Cafe Hayek: Prosecuting price gougers

MD: Every once in a while, even the Mises Monks get it right.

 

Mr. Ken Paxton, Attorney General
State of Texas
Austin, TX

Mr. Paxton:

You boasted today on Fox News that your office, in the wake of hurricane Harvey, will prosecute so-called “price gougers” – that is, merchants who charge prices deemed to be too high by Texas politicians.  I urge you to quit your witch hunt.

MD: Hear hear!!

Because each ‘gouging’ price paid for any item is paid voluntarily by a consumer spending his or her own money – and because that consumer cannot conveniently find that item elsewhere at a lower price – the consumer clearly doesn’t deem the price to be too high.  That is, while the consumer would, as always, prefer to pay a lower than a higher price, the consumer prefers to pay the high price and actually get the item than to save money by going without the item.  Formal legalities asides, why should the judgment of politicians about what prices in the aftermath of natural disasters ‘should’ be override the judgments of on-the-spot consumers about the appropriateness of prices?

Government intervention is often justified as a means of correcting “market failure.”

MD: Government itself is a “sanity” failure. No government at any level, even at the bottom (the individual being at the top) should do anything the level above it cannot do itself. Big government is for wide cooperation … not wide control. The individual clearly is able to make their own decision here … and implement it.

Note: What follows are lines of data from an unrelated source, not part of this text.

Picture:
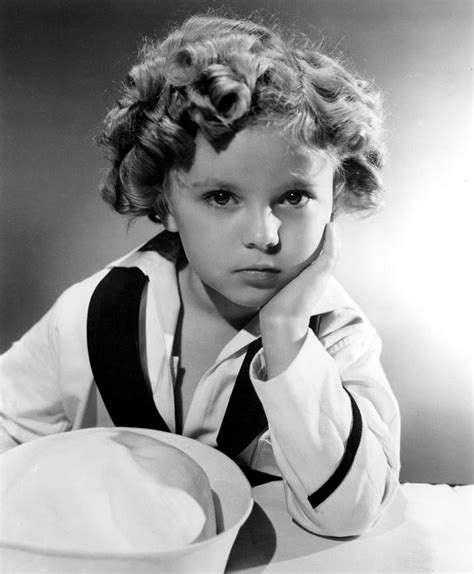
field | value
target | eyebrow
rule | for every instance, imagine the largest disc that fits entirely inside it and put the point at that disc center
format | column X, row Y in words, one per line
column 219, row 183
column 211, row 183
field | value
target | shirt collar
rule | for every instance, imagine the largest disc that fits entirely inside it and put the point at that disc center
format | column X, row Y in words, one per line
column 159, row 259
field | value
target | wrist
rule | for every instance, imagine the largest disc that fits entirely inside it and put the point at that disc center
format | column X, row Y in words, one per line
column 282, row 327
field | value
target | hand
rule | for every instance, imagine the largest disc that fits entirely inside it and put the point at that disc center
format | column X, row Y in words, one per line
column 284, row 319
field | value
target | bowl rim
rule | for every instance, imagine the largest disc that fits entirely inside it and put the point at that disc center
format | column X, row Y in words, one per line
column 173, row 440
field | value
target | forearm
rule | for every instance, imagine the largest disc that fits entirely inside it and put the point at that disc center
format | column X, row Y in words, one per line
column 311, row 423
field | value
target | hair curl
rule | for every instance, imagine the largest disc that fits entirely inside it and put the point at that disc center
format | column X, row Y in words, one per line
column 217, row 75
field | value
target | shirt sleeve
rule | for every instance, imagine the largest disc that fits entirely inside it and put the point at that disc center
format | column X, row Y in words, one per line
column 30, row 397
column 334, row 429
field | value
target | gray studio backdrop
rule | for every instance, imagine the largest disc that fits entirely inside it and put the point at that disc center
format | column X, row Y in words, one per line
column 61, row 64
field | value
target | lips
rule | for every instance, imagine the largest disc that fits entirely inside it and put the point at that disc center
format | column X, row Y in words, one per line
column 259, row 269
column 259, row 276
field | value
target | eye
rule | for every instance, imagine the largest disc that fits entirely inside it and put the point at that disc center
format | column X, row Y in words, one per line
column 219, row 198
column 296, row 198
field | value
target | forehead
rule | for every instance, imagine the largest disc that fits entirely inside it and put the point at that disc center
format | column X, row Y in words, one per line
column 256, row 153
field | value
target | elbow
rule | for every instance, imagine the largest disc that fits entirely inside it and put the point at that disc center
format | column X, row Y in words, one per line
column 343, row 515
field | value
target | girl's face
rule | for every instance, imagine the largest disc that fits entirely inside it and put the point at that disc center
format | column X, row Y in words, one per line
column 251, row 217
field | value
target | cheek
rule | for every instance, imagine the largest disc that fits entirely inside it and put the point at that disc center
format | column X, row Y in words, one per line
column 302, row 240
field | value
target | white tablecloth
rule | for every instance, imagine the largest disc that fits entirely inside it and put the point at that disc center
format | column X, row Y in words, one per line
column 427, row 528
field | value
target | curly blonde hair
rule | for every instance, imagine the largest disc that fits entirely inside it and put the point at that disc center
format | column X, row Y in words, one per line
column 217, row 76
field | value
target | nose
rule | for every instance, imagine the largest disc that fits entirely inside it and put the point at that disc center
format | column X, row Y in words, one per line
column 261, row 230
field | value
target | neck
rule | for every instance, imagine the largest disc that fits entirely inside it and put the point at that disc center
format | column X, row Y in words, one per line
column 211, row 303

But by enforcing prohibitions on “price gouging” your office causes market failure.  Penalizing merchants who raise the prices of goods and services prevents markets from truthfully conveying an unfortunate but undeniable truth – namely, the natural disaster caused available supplies of goods and services to fall significantly relative to the demand for those goods and services.  By forcibly keeping ‘legal’ prices lower than their actual market values, you not only encourage black markets and other corrupt and corrupting processes, you obstruct the information and incentives that are necessary both to encourage consumers to now use those goods and services more sparingly, and to encourage suppliers from around the world to rush to the devastated areas additional supplies of those goods and services.

Sincerely,
Donald J. Boudreaux
Professor of Economics
and
Martha and Nelson Getchell Chair for the Study of Free Market Capitalism at the Mercatus Center
George Mason University
Fairfax, VA  22030

MD: Congratulations Cafe Hayek. Even the blind squirrel sometimes finds a nut.